Yoo Ri bangkit dengan napas terengah. Young So bahkan belum sempat menyahut, namun ibunya sudah terlebih dulu menyela, "Pemuda itu berbahaya." Ia menjeda, tetapi tatapan matanya tak berubah. Ketegasan masih bertahta tinggi pada wajahnya. "Kalau kau masih menganggap aku ibumu, maka jauhi pemuda itu. Kau tahu aku tidak mentolerir kedekatan dalam bentuk apapun."

***

Kencan manis itu berujung pada sebuah kesia-siaan.

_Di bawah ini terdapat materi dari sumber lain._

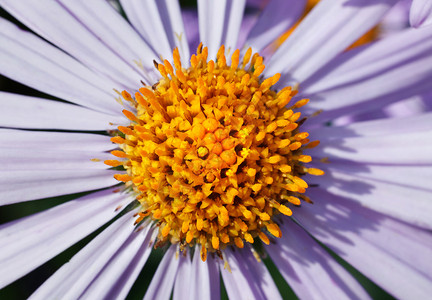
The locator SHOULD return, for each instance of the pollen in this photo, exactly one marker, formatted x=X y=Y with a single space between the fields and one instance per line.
x=213 y=153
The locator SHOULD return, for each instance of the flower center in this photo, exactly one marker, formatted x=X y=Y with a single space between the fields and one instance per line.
x=213 y=153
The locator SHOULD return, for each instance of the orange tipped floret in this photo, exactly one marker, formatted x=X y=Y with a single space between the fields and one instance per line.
x=212 y=152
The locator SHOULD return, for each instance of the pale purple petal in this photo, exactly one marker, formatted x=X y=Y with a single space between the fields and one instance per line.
x=18 y=159
x=386 y=251
x=72 y=279
x=197 y=279
x=37 y=113
x=163 y=280
x=31 y=61
x=101 y=46
x=401 y=201
x=56 y=140
x=402 y=148
x=122 y=271
x=183 y=280
x=389 y=70
x=420 y=13
x=326 y=31
x=19 y=186
x=160 y=24
x=234 y=16
x=310 y=271
x=247 y=278
x=375 y=128
x=212 y=15
x=205 y=278
x=190 y=20
x=277 y=17
x=31 y=241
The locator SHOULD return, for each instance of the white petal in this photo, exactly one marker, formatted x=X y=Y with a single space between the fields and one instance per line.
x=30 y=60
x=29 y=242
x=71 y=280
x=248 y=279
x=326 y=31
x=197 y=279
x=160 y=23
x=211 y=19
x=91 y=38
x=401 y=201
x=420 y=13
x=392 y=254
x=37 y=113
x=56 y=140
x=205 y=278
x=18 y=159
x=183 y=281
x=19 y=186
x=387 y=71
x=381 y=127
x=122 y=271
x=403 y=149
x=234 y=17
x=163 y=280
x=277 y=17
x=310 y=271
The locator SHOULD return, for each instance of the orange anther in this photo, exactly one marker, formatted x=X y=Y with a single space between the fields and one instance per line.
x=229 y=156
x=210 y=124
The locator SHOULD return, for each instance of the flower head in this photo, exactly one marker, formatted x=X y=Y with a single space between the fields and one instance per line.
x=209 y=156
x=213 y=152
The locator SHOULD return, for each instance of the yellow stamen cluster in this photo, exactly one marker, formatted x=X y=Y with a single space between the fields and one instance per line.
x=212 y=152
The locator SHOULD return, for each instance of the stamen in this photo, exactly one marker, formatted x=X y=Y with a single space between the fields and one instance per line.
x=212 y=152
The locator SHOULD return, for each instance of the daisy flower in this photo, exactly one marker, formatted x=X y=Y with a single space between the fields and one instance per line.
x=218 y=155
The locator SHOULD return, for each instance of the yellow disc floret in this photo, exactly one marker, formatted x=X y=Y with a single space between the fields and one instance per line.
x=213 y=153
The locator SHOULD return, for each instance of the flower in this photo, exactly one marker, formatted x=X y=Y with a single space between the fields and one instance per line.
x=371 y=208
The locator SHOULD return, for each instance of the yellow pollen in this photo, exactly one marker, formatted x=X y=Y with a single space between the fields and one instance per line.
x=212 y=152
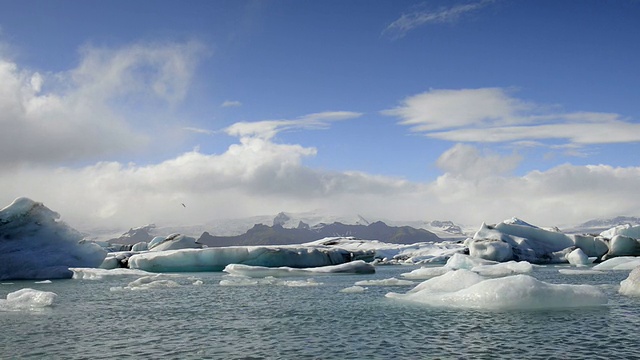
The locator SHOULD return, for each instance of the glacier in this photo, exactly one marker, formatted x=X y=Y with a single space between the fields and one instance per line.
x=34 y=244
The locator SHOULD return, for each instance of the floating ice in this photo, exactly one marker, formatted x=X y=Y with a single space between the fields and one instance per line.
x=385 y=282
x=419 y=253
x=353 y=267
x=579 y=272
x=631 y=285
x=35 y=245
x=149 y=282
x=465 y=289
x=504 y=269
x=172 y=242
x=426 y=272
x=354 y=289
x=619 y=263
x=514 y=239
x=577 y=257
x=269 y=280
x=27 y=299
x=216 y=259
x=99 y=274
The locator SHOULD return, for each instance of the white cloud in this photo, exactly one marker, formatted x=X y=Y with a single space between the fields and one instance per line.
x=467 y=161
x=491 y=115
x=267 y=129
x=76 y=115
x=230 y=103
x=417 y=18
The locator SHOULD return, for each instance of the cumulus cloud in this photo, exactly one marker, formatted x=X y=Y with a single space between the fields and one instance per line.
x=417 y=18
x=75 y=115
x=493 y=115
x=469 y=162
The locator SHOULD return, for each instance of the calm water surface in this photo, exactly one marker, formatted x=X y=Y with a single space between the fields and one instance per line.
x=209 y=321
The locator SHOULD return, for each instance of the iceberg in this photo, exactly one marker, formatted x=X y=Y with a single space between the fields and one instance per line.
x=100 y=274
x=35 y=245
x=270 y=280
x=464 y=289
x=619 y=263
x=384 y=282
x=515 y=239
x=27 y=299
x=171 y=242
x=353 y=267
x=631 y=285
x=216 y=259
x=387 y=253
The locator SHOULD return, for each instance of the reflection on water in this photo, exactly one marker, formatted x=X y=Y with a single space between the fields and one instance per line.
x=211 y=321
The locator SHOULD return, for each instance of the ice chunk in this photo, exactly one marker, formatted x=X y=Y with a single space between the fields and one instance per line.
x=517 y=292
x=269 y=280
x=215 y=259
x=27 y=299
x=631 y=285
x=354 y=289
x=504 y=269
x=577 y=257
x=619 y=263
x=385 y=282
x=579 y=272
x=354 y=267
x=172 y=242
x=35 y=245
x=99 y=274
x=149 y=282
x=426 y=272
x=460 y=261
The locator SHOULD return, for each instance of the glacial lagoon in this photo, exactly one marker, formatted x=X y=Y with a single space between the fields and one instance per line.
x=213 y=315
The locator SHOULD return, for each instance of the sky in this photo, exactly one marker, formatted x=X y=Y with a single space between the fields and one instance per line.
x=115 y=113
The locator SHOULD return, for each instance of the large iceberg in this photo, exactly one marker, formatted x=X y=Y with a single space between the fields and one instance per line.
x=515 y=239
x=35 y=245
x=468 y=290
x=216 y=259
x=353 y=267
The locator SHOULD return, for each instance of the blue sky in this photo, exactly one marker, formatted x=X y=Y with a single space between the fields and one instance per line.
x=405 y=110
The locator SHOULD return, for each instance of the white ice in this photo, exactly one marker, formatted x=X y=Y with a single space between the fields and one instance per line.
x=172 y=242
x=35 y=245
x=418 y=253
x=384 y=282
x=631 y=285
x=619 y=263
x=99 y=274
x=269 y=280
x=27 y=299
x=216 y=259
x=354 y=289
x=468 y=290
x=149 y=282
x=353 y=267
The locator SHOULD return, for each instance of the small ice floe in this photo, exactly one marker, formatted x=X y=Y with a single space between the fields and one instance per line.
x=27 y=299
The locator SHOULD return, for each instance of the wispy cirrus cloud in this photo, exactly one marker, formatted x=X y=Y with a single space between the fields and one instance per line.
x=267 y=129
x=493 y=115
x=231 y=103
x=411 y=20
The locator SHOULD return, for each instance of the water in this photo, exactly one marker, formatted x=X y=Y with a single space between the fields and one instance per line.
x=89 y=321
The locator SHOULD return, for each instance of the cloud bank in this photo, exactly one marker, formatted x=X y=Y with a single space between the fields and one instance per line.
x=493 y=115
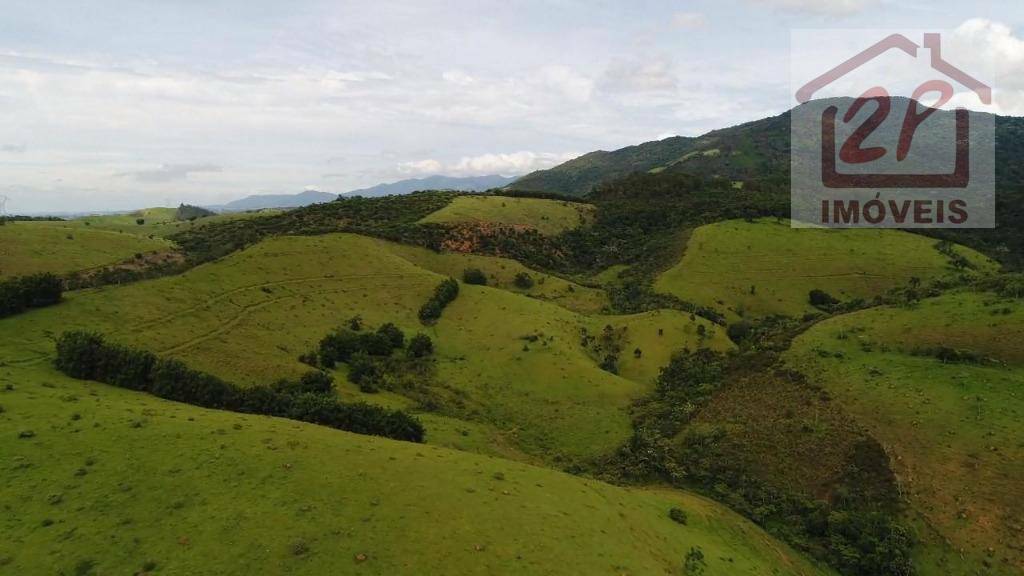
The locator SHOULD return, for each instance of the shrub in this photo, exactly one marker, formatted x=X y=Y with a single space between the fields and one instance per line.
x=20 y=293
x=314 y=381
x=420 y=345
x=693 y=563
x=474 y=276
x=678 y=516
x=393 y=334
x=87 y=356
x=523 y=280
x=821 y=299
x=364 y=371
x=446 y=291
x=739 y=331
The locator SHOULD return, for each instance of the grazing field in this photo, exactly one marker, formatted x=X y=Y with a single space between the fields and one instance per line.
x=107 y=481
x=547 y=216
x=517 y=363
x=29 y=247
x=952 y=426
x=764 y=268
x=501 y=273
x=155 y=221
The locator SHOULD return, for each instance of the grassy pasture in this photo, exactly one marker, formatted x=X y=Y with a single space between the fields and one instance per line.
x=952 y=430
x=114 y=480
x=157 y=221
x=501 y=274
x=547 y=216
x=763 y=268
x=248 y=317
x=29 y=247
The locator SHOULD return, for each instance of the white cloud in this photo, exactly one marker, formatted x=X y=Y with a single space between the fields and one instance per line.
x=509 y=164
x=991 y=46
x=688 y=21
x=428 y=166
x=651 y=75
x=170 y=172
x=827 y=7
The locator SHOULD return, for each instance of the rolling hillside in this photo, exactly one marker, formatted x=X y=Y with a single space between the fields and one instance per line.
x=949 y=420
x=29 y=247
x=515 y=363
x=547 y=216
x=766 y=268
x=107 y=481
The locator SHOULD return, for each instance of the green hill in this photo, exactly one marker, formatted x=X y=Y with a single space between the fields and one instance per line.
x=114 y=482
x=515 y=363
x=939 y=384
x=546 y=216
x=765 y=266
x=29 y=247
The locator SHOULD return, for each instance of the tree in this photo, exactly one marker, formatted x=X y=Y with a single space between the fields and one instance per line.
x=821 y=299
x=420 y=345
x=739 y=331
x=524 y=281
x=393 y=334
x=474 y=276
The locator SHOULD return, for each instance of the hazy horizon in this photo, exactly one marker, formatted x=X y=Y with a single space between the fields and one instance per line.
x=118 y=106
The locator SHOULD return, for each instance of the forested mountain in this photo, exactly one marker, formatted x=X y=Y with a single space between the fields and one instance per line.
x=463 y=183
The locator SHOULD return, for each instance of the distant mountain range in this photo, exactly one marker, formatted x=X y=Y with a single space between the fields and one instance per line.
x=466 y=183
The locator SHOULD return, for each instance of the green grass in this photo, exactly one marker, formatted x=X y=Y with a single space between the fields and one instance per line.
x=547 y=216
x=29 y=247
x=501 y=274
x=248 y=317
x=157 y=221
x=953 y=430
x=114 y=480
x=764 y=268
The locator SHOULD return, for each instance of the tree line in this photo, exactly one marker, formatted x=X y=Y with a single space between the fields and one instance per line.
x=310 y=399
x=445 y=292
x=20 y=293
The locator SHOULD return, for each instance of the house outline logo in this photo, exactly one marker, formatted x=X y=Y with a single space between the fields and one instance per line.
x=852 y=151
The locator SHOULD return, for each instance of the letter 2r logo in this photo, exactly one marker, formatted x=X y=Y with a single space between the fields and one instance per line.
x=876 y=159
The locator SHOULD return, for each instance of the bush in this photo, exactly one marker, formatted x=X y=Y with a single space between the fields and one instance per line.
x=420 y=346
x=364 y=371
x=524 y=281
x=474 y=276
x=20 y=293
x=739 y=331
x=314 y=381
x=393 y=334
x=821 y=299
x=678 y=516
x=87 y=356
x=693 y=563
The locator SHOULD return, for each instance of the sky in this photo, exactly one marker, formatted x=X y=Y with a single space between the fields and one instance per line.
x=121 y=105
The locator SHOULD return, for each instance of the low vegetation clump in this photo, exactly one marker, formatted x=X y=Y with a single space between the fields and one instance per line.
x=311 y=399
x=369 y=355
x=444 y=294
x=20 y=293
x=821 y=299
x=189 y=212
x=474 y=276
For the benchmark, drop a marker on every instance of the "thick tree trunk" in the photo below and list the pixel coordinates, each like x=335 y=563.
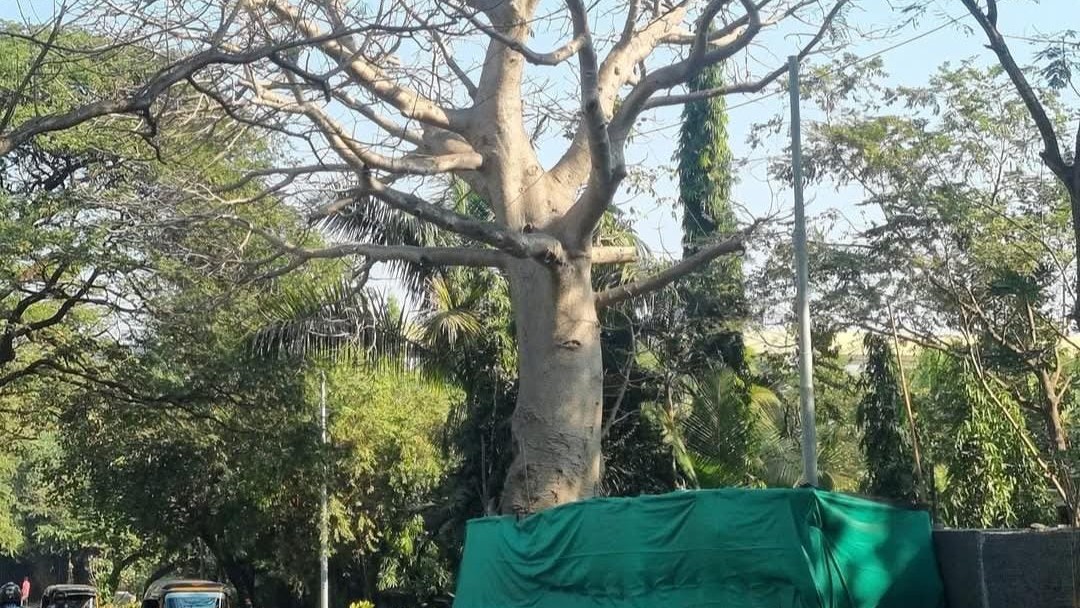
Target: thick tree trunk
x=556 y=423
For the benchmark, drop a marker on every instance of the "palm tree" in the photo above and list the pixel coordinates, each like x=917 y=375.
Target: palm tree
x=734 y=432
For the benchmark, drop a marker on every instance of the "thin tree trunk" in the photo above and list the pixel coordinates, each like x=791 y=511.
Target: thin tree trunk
x=1052 y=414
x=557 y=419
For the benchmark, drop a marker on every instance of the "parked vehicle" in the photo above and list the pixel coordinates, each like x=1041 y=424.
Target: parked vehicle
x=187 y=593
x=69 y=596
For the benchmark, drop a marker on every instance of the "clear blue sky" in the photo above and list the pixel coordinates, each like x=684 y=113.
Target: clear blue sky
x=910 y=63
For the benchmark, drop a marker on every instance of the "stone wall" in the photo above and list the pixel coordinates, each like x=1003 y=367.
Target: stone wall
x=1010 y=568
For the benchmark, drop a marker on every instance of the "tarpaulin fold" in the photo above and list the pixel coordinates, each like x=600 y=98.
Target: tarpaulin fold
x=730 y=548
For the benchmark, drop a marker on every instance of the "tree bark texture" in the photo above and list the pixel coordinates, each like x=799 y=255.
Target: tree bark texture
x=556 y=423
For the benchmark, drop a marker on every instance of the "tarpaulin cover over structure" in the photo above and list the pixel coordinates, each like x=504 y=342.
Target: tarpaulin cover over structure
x=729 y=548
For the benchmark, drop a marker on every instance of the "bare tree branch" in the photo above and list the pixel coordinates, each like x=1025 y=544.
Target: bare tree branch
x=669 y=275
x=1052 y=150
x=139 y=102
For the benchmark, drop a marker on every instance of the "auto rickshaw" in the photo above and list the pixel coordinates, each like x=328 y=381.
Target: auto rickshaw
x=187 y=593
x=69 y=596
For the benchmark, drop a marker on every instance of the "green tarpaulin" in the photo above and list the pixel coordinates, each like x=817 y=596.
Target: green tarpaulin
x=730 y=548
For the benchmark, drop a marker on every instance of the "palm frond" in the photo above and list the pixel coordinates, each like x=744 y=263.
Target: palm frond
x=370 y=220
x=337 y=320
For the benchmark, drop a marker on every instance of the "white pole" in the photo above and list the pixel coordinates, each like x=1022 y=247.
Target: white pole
x=801 y=281
x=324 y=578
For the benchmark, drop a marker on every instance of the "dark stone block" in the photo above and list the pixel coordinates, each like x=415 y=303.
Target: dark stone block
x=1010 y=568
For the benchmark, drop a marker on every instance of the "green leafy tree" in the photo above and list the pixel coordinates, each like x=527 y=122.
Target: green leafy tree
x=986 y=474
x=890 y=468
x=713 y=299
x=968 y=247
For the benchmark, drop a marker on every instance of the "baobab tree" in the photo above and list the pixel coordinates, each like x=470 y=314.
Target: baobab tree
x=379 y=106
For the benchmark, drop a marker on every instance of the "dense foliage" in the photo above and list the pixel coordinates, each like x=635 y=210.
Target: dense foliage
x=161 y=373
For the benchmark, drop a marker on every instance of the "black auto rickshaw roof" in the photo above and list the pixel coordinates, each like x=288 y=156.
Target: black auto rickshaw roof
x=70 y=590
x=160 y=588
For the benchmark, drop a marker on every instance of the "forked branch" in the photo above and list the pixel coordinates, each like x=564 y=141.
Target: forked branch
x=669 y=275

Tidak usah ditanya seperti apa kejadiannya―percayalah, Wonwoo agaknya mulai yakin bahwa semesta tidak akan puas hanya dengan memberi satu kejutan buruk. Sebab tepat tatkala ibu Young So memergoki mereka, tepat saat Wonwoo mengulas senyum sementara Young So buru-buru menyingkir gugup, tepat tatkala Wonwoo hendak membungkuk dan memperkenalkan diri, wanita paruh baya itu malah berkata tegas, "Cepat pulang, bocah. Jangan sampai aku menemukanmu memeluk anak gadisku untuk kedua kali. Kau kira dia semurah apa sampai bisa disentuh seenaknya? Pulanglah atau kutelepon orangtuamu sekarang."

Diusir secara langsung?

Oh, astaga. Ini buruk. Benar-benar buruk. Awal manis berubah runyam dalam sekejap, apalagi kalau mereka ulang kalimat terakhir yang benar-benar memalukan; Pulanglah atau kutelepon orangtuamu sekarang.

Well, sekarang Wonwoo paham darimana kegalakan Young So berasal.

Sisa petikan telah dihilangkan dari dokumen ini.